His face betrayed it all. He was scared, worried, in need of protection and needed something, some tiny scrap of hope to cling to.
"I can fight my own battles, thanks."
Madison's POV:
'Oh god, oh god, oh god. I stuffed up majorly. Thomas knows, Hamilton knows, Hercules knows, the whole world may as well know that I have a big ol' crush on my best friend.'
Some ancient Greek philosophers likened the human mind to a palace but in that instant mine was a prison, shutting me in on all sides. I was doing that thing- that thing where I totally flip out but physically I don't do anything- I just stare blankly at whatever happens to be ahead of me with a look of intense fear and anxiety.
I stiffened up. I, I... I was so angry and alone and lost and frightened. I could feel the nervous energy coursing through my veins, making my hair stand on end. I was shaking. My finger twitched.
Jefferson's POV:
His finger twitched and then he fell. He collapsed forward into a heap on the floor, looking like a deflated balloon. I felt horrible, I felt sick to my stomach. My friend, my beautiful, vulnerable friend had just fainted after a panic attack while I stood there, looking to the world like the selfish brat that I was, doing nothing to help him. I bent down to James, scooping the small boy up into my arms and carrying him to my desk where I then rested his head on my arm and he just lay on my lap for the time being.
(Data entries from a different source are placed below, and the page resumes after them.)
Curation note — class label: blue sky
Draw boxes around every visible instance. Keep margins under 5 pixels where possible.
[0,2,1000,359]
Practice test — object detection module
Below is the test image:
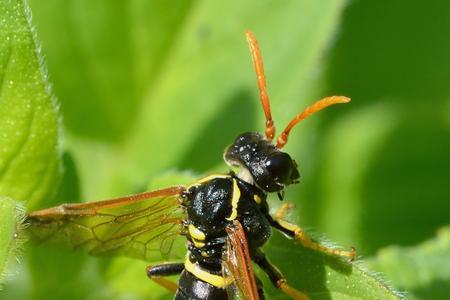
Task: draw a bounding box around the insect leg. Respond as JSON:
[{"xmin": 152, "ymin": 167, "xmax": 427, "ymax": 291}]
[
  {"xmin": 269, "ymin": 211, "xmax": 356, "ymax": 260},
  {"xmin": 147, "ymin": 263, "xmax": 184, "ymax": 293},
  {"xmin": 252, "ymin": 249, "xmax": 309, "ymax": 300}
]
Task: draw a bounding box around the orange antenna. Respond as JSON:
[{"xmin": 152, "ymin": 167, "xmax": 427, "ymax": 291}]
[
  {"xmin": 277, "ymin": 96, "xmax": 350, "ymax": 149},
  {"xmin": 245, "ymin": 31, "xmax": 275, "ymax": 141}
]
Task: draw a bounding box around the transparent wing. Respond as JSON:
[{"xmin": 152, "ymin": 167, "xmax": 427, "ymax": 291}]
[
  {"xmin": 222, "ymin": 220, "xmax": 259, "ymax": 300},
  {"xmin": 27, "ymin": 186, "xmax": 186, "ymax": 261}
]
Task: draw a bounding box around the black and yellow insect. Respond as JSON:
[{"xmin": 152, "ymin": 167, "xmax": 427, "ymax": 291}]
[{"xmin": 28, "ymin": 32, "xmax": 355, "ymax": 300}]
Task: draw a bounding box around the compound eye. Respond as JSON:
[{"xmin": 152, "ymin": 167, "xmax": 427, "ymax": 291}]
[{"xmin": 266, "ymin": 153, "xmax": 293, "ymax": 184}]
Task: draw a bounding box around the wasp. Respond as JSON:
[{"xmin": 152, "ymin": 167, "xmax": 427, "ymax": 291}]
[{"xmin": 28, "ymin": 32, "xmax": 355, "ymax": 300}]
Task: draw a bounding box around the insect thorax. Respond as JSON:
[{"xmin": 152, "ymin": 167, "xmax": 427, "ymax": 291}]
[{"xmin": 185, "ymin": 174, "xmax": 271, "ymax": 282}]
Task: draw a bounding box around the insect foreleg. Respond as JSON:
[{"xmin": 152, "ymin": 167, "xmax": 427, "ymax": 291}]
[
  {"xmin": 269, "ymin": 207, "xmax": 356, "ymax": 260},
  {"xmin": 252, "ymin": 249, "xmax": 309, "ymax": 300},
  {"xmin": 147, "ymin": 263, "xmax": 184, "ymax": 293}
]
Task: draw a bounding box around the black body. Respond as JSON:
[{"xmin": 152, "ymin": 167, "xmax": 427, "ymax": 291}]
[
  {"xmin": 171, "ymin": 133, "xmax": 299, "ymax": 300},
  {"xmin": 147, "ymin": 132, "xmax": 300, "ymax": 300}
]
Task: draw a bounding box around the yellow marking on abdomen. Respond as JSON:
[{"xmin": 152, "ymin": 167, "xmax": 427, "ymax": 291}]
[
  {"xmin": 277, "ymin": 220, "xmax": 300, "ymax": 233},
  {"xmin": 226, "ymin": 178, "xmax": 241, "ymax": 221},
  {"xmin": 184, "ymin": 254, "xmax": 231, "ymax": 288},
  {"xmin": 188, "ymin": 224, "xmax": 206, "ymax": 241}
]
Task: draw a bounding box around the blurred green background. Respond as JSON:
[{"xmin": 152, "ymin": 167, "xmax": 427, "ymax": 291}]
[{"xmin": 0, "ymin": 0, "xmax": 450, "ymax": 299}]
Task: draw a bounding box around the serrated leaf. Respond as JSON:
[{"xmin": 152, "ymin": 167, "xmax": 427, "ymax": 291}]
[
  {"xmin": 0, "ymin": 196, "xmax": 24, "ymax": 290},
  {"xmin": 368, "ymin": 226, "xmax": 450, "ymax": 300},
  {"xmin": 261, "ymin": 233, "xmax": 402, "ymax": 300},
  {"xmin": 0, "ymin": 0, "xmax": 60, "ymax": 206}
]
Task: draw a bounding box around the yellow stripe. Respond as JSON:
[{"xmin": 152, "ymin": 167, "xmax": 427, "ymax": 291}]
[
  {"xmin": 184, "ymin": 256, "xmax": 231, "ymax": 288},
  {"xmin": 226, "ymin": 178, "xmax": 241, "ymax": 221},
  {"xmin": 188, "ymin": 224, "xmax": 206, "ymax": 241},
  {"xmin": 277, "ymin": 220, "xmax": 300, "ymax": 232},
  {"xmin": 187, "ymin": 174, "xmax": 230, "ymax": 190}
]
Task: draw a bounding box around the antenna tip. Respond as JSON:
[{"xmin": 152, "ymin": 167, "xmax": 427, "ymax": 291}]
[{"xmin": 334, "ymin": 96, "xmax": 352, "ymax": 103}]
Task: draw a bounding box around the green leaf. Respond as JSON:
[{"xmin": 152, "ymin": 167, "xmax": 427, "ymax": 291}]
[
  {"xmin": 0, "ymin": 0, "xmax": 60, "ymax": 207},
  {"xmin": 27, "ymin": 0, "xmax": 352, "ymax": 199},
  {"xmin": 0, "ymin": 197, "xmax": 24, "ymax": 289},
  {"xmin": 260, "ymin": 233, "xmax": 402, "ymax": 300},
  {"xmin": 368, "ymin": 226, "xmax": 450, "ymax": 299}
]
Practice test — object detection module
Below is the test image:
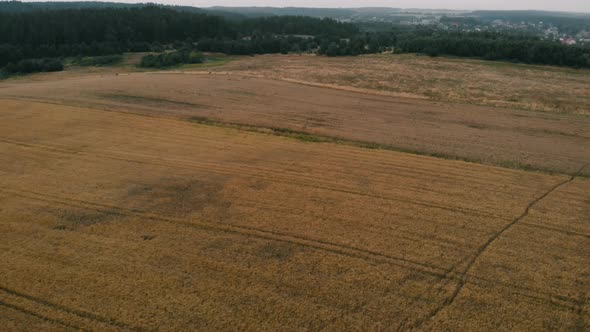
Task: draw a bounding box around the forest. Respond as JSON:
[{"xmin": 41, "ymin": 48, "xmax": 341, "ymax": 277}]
[{"xmin": 0, "ymin": 2, "xmax": 590, "ymax": 74}]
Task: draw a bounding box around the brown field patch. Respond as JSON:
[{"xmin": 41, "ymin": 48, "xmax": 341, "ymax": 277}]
[
  {"xmin": 0, "ymin": 70, "xmax": 590, "ymax": 175},
  {"xmin": 0, "ymin": 99, "xmax": 590, "ymax": 331},
  {"xmin": 217, "ymin": 54, "xmax": 590, "ymax": 115}
]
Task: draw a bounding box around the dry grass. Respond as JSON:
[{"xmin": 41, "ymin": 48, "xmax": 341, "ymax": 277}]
[
  {"xmin": 0, "ymin": 70, "xmax": 590, "ymax": 175},
  {"xmin": 218, "ymin": 54, "xmax": 590, "ymax": 115},
  {"xmin": 0, "ymin": 101, "xmax": 590, "ymax": 331}
]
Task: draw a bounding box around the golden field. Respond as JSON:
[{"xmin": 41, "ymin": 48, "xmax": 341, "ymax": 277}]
[{"xmin": 0, "ymin": 57, "xmax": 590, "ymax": 331}]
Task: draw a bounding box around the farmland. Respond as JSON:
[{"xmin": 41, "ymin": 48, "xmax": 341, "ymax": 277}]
[{"xmin": 0, "ymin": 56, "xmax": 590, "ymax": 331}]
He looked so peaceful, all the fear and all the pain that normally occupied his face had vanished, replaced with a look of serenity, a tranquil calm.
Madison was, and still is, gorgeous. His miniature yet still prominent cupid's bow added an element of structure to his soft face, and though he was out cold he was blushing, deep pink roses lining his cheekbones.
And his lips, his soft, red, glossy lips, I could go on for hours just about his face in that moment before he woke up and all the peace was shattered, like the glass on a car windscreen during a head on collision.